Intel saw an unexpected surge in demand for its central processors in the first quarter, driven by companies building AI services — strong enough that it sold chips previously written off.
The turnaround sent Intel’s shares soaring more than 24% to around $83, pushing its market value above $416 billion and surpassing its dot-com era peak.
Rivals AMD and Arm Holdings also gained over 11%, as investors bet that AI inference — the process of generating responses from trained models — could bring CPUs back to the centre of the AI ecosystem after years of dominance by GPUs.
Even Nvidia, which has led the AI boom with its graphics chips, is adapting to the shift, recently unveiling its own central processor in a rare move into CPU territory.
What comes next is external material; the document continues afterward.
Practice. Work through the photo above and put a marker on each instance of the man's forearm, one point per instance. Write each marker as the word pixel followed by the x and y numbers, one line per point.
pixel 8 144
Its shares edged higher following the news.
More than 20 brokerages raised price targets on Intel, with analysts pointing to strong demand for its Xeon server chips used in AI data centres.
Chief financial officer David Zinsner said tight supply forced the company to sell legacy and lower-spec inventory that had previously been shelved. While this boosted first-quarter performance, he cautioned that the same benefit may not carry into the second quarter.
Under chief executive Lip-Bu Tan, Intel’s turnaround is gaining momentum. The stock has risen more than 120% this year after an 84% jump last year.
However, the rally has pushed valuations to historic highs — with Intel now trading at around 90 times forward earnings, compared with roughly 37 times for AMD and 22 times for Nvidia — highlighting both renewed optimism and growing expectations for sustained growth.